領地に戻ってから始めた剣術の鍛錬はいまだに続いていた。

師であるノエは事件が解決して以降常にアリシアの側にいる必要が無くなり、アリシアが邸内で誰かと一緒にいる時は席を外すことが多くなっていた。


そしてその空いた時間でイリアは前以上に稽古につき合ってもらっている。

学園へ入るまでに少しでも剣術や武術の腕を上げたいイリアにとって、ノエは得難い師匠だった。


「イリア様は騎士科に進むつもりはないんでしょう?」


稽古の間の休憩中に聞かれ、イリアは答える。


「今のところは領地経営に関して学べる経営科に行く予定だけど、そこでも剣術と武術の授業はあるし、その2つの科目で落ちこぼれると馬鹿にされやすくなるらしいんだよね」


イリアはカリス伯爵家にとって兄のスペアな存在であるし、何かあった時に備えて領地経営に関する知識は身につけておく必要がある。


そして人には得意不得意があるのは当たり前なのに、なぜか一定数の男子は力を誇示したがり、その点で劣る相手を下に見る傾向があった。


イリアとしてはそんな幼稚な考えを持った男子に絡まれないためにもある程度の実力を得ておきたいのが正直なところだ。

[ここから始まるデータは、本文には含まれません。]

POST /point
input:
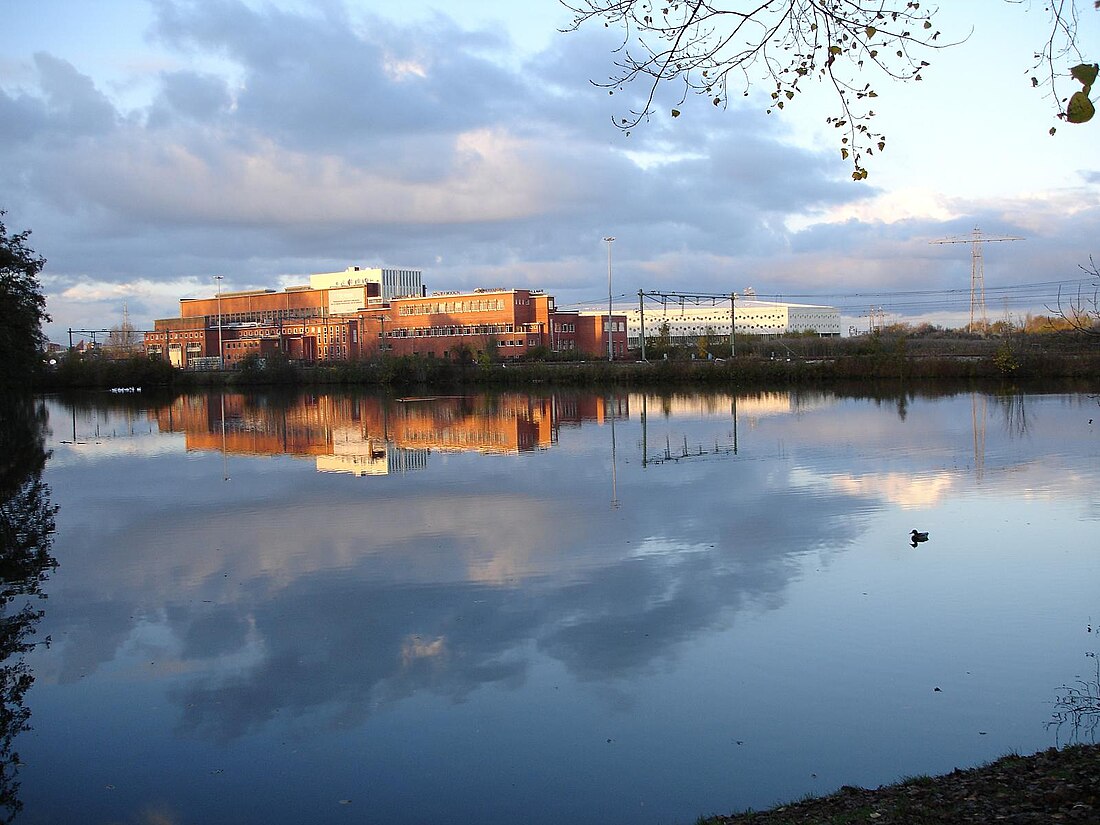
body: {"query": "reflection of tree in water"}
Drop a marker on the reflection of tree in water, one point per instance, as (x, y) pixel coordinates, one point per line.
(26, 526)
(1014, 410)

「だけど前に比べると騎士科にも興味が湧いてきたんだよね。良い師匠のおかげかな?」


イリアの言葉に、ノエにしては珍しく一瞬だけきょとんとした無防備な顔を見せる。


ノエは金髪碧眼かつ綺麗に整ったキラキラしい容姿と、武芸で鍛えられた逞しい体躯を持つ。

はっきり言ってそこら辺の男では全く敵わない美丈夫だ。


だから当然モテる。

男爵という下位貴族の出身ではあるが、貴族であるには違いないのでそれなりのご令嬢にもモテる。


王都にいた時だけでなく領地に来てからも引く手あまただ。

しかし本人には全くその気が無い。


(なんで姉さんなんだろうな)


イリアは気づいていた。

正直気づきたくはなかったけれど、なにしろ周りの観察が趣味のようなものだったから気づいてしまった。


(ルーカス兄がいなければ応援したんだけど…)


ノエはアリシアに惹かれている。


その理由も、イリアはなんとなく想像できた。

おそらくノエの今までの経験はイリアが考える以上に大変なことが多かったのだろう。


ノエもまた人の裏や嘘偽りに接する機会がたくさんあったのだと感じることが言葉や態度の端々から窺えた。


だからきっと彼も裏表のある人が好きではないのだ。


(結婚と出産を控えている姉さんじゃどうにもならないじゃないか)


ノエはアリシアに気持ちを悟らせる気も、ましてや伝える気も無いのだろう。

護衛としての領分を越えることは絶対にしないに違いない。


(ノエにも幸せになって欲しいんだけどな)


そう思いながら、イリアは休憩を終えて稽古を再開した。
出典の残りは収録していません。